Risk aversion returned to markets following yesterday’s surge in especially US stock markets. Today’s countermove started right at the onset of European dealings and had several roots. A high-profile tech company published as one of Europe’s first awful Q1 earnings and refrained from guidance. It acted as a chill reminder of the impact of the coronavirus on companies. US earnings (mostly financials) later weighed on sentiment as well as profits plunged due to stark increases in loan loss provisions. US March data were a final blow to the already dark mood. Headline retail sales fell off a cliff, printing the biggest decline on record (-8.7% m/m). People hoarding in supermarkets (food, beverages +25%) failed to offset a steep drop in clothing (-50% m/m), gasoline (-17%) or durables (motor vehicles -25%, furniture -27%). Core measures were only slightly less dramatic because they exclude some of the aforementioned categories. Industrial production contracted by -5.4% m/m, the most since WW II. The NY empire manufacturing index visited uncharted territory by dropping a staggering 57 points to -78.2. European stocks lose over 3%. Declines in the US extend to 2%. The energy sector is underperforming amid a renewed sell-off in commodities, oil in particular, following the IEA’s warning that the demand slump could well trump output curbs of 10mln b/d. Investors sought shelter in core bonds, pushing US yields 2 bps (2-yr) to 11 bps (30-yr) lower. The German yield curve also bull flattens with yield changes varying from -3.7 bps (2-yr) to -11 bps (30-yr). Peripheral yields soared 23 bps in Greece and 27 bps in Italy.

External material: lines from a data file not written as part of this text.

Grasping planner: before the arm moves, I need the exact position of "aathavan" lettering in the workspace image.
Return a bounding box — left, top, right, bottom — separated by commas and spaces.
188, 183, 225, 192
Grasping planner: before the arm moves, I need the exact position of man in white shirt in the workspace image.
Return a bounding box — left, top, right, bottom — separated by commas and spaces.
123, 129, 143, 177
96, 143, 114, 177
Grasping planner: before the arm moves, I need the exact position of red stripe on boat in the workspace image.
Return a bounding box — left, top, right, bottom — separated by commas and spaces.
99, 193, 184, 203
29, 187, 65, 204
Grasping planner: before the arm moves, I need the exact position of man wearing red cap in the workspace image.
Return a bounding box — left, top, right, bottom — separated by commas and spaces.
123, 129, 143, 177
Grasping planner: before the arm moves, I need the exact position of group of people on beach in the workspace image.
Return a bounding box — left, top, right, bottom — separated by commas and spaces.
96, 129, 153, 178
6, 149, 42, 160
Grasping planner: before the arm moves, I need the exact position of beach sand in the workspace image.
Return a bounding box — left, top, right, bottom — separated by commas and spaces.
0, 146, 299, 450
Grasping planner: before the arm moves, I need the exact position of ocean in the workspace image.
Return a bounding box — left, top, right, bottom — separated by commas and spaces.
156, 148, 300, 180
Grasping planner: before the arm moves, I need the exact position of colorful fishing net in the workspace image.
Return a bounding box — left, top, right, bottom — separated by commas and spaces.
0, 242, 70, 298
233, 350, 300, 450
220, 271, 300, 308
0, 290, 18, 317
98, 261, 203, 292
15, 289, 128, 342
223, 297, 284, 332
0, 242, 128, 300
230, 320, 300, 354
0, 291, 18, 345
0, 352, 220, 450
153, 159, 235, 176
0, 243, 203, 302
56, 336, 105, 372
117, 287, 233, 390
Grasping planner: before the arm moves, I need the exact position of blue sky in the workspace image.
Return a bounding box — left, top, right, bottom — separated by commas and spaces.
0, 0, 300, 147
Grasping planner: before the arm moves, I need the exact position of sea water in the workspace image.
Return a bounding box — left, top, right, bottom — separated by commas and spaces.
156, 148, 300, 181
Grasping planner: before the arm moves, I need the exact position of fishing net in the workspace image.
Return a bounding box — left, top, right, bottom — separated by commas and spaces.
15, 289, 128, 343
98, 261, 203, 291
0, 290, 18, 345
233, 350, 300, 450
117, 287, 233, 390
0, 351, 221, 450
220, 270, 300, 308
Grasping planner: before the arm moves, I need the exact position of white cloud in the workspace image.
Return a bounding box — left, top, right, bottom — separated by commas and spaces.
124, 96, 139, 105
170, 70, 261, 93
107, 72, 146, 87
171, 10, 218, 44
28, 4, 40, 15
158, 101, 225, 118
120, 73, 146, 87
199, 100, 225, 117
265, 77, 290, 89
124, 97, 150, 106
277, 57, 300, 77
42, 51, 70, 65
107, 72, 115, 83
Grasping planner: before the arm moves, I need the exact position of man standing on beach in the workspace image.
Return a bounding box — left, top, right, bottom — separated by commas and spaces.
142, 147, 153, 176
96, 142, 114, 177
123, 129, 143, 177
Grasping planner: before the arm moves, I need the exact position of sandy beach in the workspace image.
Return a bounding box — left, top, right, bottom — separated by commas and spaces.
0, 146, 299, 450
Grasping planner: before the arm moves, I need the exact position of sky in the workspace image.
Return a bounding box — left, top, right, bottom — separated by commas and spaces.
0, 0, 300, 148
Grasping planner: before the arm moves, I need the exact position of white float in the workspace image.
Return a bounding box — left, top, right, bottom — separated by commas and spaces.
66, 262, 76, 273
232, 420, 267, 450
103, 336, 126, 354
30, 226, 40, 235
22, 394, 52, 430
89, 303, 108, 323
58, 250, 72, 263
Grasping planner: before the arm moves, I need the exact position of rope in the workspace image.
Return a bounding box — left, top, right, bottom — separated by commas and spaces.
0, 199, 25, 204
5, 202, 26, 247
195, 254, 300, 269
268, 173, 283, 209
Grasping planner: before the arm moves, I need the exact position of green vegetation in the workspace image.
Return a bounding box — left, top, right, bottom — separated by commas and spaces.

The dollar dominated on currency markets. Acting as the current gauge of risk, the greenback outperformed against the Japanese yen. USD/JPY rose from the low 107 area to 107.6 at the time of writing despite horrible US data. EUR/USD stayed in the defensive already from the start, heading towards the 1.09 area before breaking below in the wake of the US figures. The pair is currently trading at 1.087, down from 1.098. The trade-weighted dollar is retesting resistance at 100. Oil sensitive currencies such as the Norwegian krone and Canadian loonie are obviously hit hard, especially against the US dollar. Sterling gave up some of its recent gains though moves are very limited compared to others. Brexit negotiators Frost (UK) and Barnier (EU) aim to agree on a schedule for talks in April and May. The EU said it wants to discuss an extension to the transition period which currently ends in December. PM Johnson’s spokesman said the UK’s position regarding that is unchanged however. EUR/GBP is floating in the 0.872/3 area, up from 0.87. The pound’s decline vs. the USD is more prominent: from 1.26 to 1.246.
Oil plunged after the International Energy Agency (IEA) predicted oil demand to fall a record 9.3 million b/d this year and storage exhausted by mid-year, wiping out a decade of consumption growth despite the historic OPEC+ deal. April will see the worst of it, with consumption diving as much as 29 million b/d to levels last seen in 1995.
The Bank of Italy called for the government to contemplate employing public funds to ease mergers of smaller banks at risk, warning the coronacrisis could tip some smaller lenders over the edge despite rescue measures and supervisory actions.
UK Finance – a trade body for the British banking sector – disclosed banks are dealing with a big backlog of more than 20 000 applications for the government’s emergency loan scheme. Many SMEs have been complaining about the slow take-up as they’re in immediate need of cash to survive, renewing concerns over the scale, speed and effectiveness of the bailout package.